Delhaize America and Food Lion said in a statement that they respect the court’s decision but were disappointed in the result.
“We are currently reviewing the Court’s opinion and considering our options,” the statement said.
Delhaize, owned by Belgium-based Delhaize Group, operates 1,127 stores in the United States, including 507 in North Carolina.
The case stems from the state’s argument that Delhaize improperly lowered its tax bill by establishing “abusive tax shelters.” That enabled Delhaize to hide its “true earnings” in North Carolina by arbitrarily shifting profits to an out-of-state affiliate, the state argued.
Delhaize paid the $6.9 million in tax, interest and penalties assessed by the state for the 2000 tax year, then sued for a refund.
Delhaize launched its original lawsuit in 2008. The company argued that the revenue department combined its 2000 tax return with a tax return from its Florida affiliate, which had filed a separate return. Combining the returns resulted in Delhaize being assessed nearly $7 million in additional taxes, penalties and interest, the company said.
Delhaize later filed an amended complaint against the Department of Revenue saying it had found new evidence indicating the revenue department illegally forced more than 230 companies to pay more than $330 million in additional corporate income taxes.
But in 2009, the state Court of Appeals unanimously ruled against Wal-Mart in a similar, but much larger, tax shelter case.
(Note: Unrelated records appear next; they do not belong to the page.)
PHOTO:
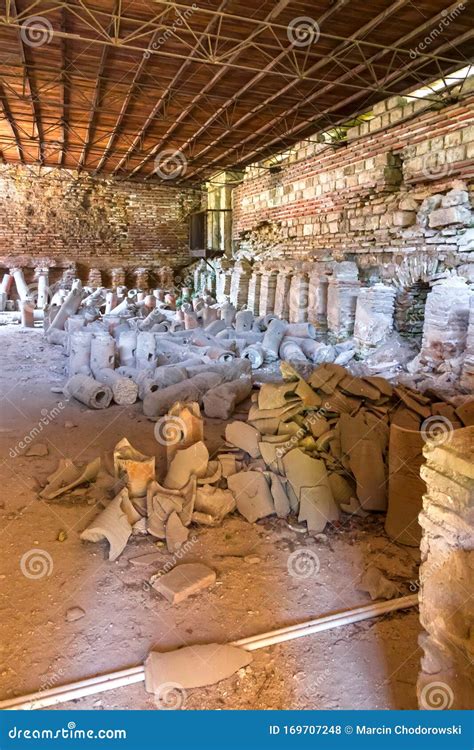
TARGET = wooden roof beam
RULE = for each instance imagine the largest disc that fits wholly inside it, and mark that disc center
(29, 84)
(428, 24)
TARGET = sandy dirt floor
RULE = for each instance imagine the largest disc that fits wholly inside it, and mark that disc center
(369, 665)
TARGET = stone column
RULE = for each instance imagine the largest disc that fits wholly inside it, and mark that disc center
(282, 294)
(374, 315)
(267, 291)
(239, 288)
(94, 277)
(42, 280)
(343, 291)
(118, 277)
(446, 322)
(299, 290)
(318, 300)
(446, 679)
(142, 279)
(253, 301)
(467, 377)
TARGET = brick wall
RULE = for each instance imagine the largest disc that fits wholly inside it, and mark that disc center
(60, 217)
(362, 199)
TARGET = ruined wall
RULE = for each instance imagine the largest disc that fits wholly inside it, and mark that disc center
(55, 217)
(369, 199)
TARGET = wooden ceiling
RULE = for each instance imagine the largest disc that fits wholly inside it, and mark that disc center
(176, 91)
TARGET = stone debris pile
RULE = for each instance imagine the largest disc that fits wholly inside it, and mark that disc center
(314, 449)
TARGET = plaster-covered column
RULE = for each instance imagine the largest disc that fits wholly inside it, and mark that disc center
(118, 277)
(267, 291)
(299, 290)
(255, 281)
(446, 323)
(467, 377)
(42, 282)
(282, 293)
(446, 679)
(239, 289)
(343, 291)
(374, 315)
(318, 300)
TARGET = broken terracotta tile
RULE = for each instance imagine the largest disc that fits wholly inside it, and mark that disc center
(272, 395)
(176, 533)
(193, 666)
(67, 476)
(215, 473)
(359, 387)
(243, 436)
(317, 507)
(183, 581)
(304, 471)
(252, 495)
(113, 524)
(137, 468)
(185, 417)
(186, 462)
(465, 412)
(214, 501)
(280, 498)
(377, 585)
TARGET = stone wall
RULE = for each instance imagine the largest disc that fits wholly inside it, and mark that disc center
(367, 199)
(446, 604)
(58, 218)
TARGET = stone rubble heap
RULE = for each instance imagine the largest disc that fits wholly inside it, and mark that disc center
(446, 679)
(310, 448)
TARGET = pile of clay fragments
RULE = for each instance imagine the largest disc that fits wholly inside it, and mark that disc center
(310, 449)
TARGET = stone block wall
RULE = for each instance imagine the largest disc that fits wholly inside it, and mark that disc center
(446, 679)
(367, 199)
(58, 218)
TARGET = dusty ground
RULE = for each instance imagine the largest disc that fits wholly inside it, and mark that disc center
(369, 665)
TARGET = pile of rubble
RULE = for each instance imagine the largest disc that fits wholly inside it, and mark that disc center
(310, 448)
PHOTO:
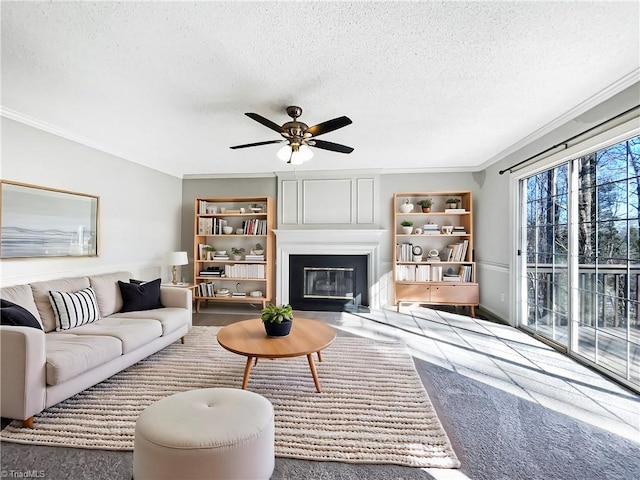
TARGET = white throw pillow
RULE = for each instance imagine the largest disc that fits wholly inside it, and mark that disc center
(73, 309)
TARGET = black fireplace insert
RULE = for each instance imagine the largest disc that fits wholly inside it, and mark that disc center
(328, 282)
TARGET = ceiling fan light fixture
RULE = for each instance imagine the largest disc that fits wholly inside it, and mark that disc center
(295, 155)
(284, 153)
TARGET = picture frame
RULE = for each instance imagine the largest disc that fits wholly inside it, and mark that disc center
(37, 221)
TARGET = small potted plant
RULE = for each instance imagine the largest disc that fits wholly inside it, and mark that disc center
(426, 205)
(277, 320)
(207, 252)
(407, 227)
(452, 202)
(406, 207)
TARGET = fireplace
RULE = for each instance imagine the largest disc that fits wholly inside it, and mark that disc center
(328, 282)
(334, 242)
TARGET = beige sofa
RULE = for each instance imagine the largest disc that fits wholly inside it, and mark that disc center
(40, 368)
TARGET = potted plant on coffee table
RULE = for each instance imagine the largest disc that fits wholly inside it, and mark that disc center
(277, 320)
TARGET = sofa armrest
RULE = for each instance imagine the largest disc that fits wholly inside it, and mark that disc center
(176, 297)
(23, 378)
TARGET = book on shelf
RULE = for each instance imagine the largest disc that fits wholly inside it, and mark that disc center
(465, 273)
(211, 226)
(255, 226)
(430, 229)
(413, 273)
(245, 270)
(205, 289)
(436, 273)
(458, 251)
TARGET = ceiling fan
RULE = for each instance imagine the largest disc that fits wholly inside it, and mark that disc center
(299, 136)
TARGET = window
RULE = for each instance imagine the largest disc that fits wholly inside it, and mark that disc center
(581, 257)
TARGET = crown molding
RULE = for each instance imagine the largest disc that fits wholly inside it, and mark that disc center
(59, 132)
(603, 95)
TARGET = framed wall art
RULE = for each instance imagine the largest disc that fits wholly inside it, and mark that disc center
(45, 222)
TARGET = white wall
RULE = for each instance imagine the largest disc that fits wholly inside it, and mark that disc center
(140, 208)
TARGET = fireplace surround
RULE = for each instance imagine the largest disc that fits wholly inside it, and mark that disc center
(328, 282)
(327, 242)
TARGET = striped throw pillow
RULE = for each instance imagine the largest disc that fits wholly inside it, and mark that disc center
(73, 309)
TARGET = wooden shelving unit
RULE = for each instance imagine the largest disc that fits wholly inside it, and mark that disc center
(452, 279)
(251, 220)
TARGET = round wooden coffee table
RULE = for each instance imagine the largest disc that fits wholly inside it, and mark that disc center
(249, 338)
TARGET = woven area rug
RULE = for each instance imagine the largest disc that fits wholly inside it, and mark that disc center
(373, 407)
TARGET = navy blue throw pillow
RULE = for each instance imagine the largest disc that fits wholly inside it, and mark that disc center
(13, 314)
(145, 296)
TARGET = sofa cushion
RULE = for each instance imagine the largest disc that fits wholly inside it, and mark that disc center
(73, 309)
(41, 290)
(136, 297)
(133, 333)
(170, 318)
(13, 314)
(21, 295)
(107, 291)
(69, 355)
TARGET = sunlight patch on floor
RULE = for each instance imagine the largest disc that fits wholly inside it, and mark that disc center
(505, 358)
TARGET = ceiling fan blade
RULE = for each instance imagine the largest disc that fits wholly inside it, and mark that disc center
(256, 144)
(334, 147)
(328, 126)
(264, 121)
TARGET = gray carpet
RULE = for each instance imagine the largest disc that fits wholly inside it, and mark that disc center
(496, 435)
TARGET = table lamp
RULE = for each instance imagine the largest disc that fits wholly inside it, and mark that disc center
(174, 259)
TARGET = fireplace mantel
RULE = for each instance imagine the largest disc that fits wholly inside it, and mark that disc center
(327, 242)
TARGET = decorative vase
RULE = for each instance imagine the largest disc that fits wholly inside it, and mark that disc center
(406, 207)
(277, 330)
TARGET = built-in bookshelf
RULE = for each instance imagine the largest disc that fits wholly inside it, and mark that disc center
(433, 256)
(233, 250)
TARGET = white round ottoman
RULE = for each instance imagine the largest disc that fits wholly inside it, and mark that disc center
(213, 433)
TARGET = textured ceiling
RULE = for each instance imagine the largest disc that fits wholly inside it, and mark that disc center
(428, 85)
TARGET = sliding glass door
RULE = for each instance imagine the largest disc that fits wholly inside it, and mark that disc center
(580, 262)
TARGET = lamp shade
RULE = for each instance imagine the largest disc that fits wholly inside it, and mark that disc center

In that case, the court rejected Wal-Mart’s efforts to obtain a $30 million income tax refund.
Tuesday’s ruling was written by Judge Cressie H. Thigpen Jr., with Judges Donna Stroud and J. Douglas McCullough concurring. Stroud wrote the Wal-Mart ruling, which Thigpen cited.
He noted that the appeals court had upheld the Department of Revenue’s assessment of penalties against Wal-Mart under similar circumstances. Thigpen’s ruling also said the concept of combining the returns of affiliated businesses for the purpose of taxation dates back decades in North Carolina.
The Department of Revenue, he said, has required combined reporting since at least 1973.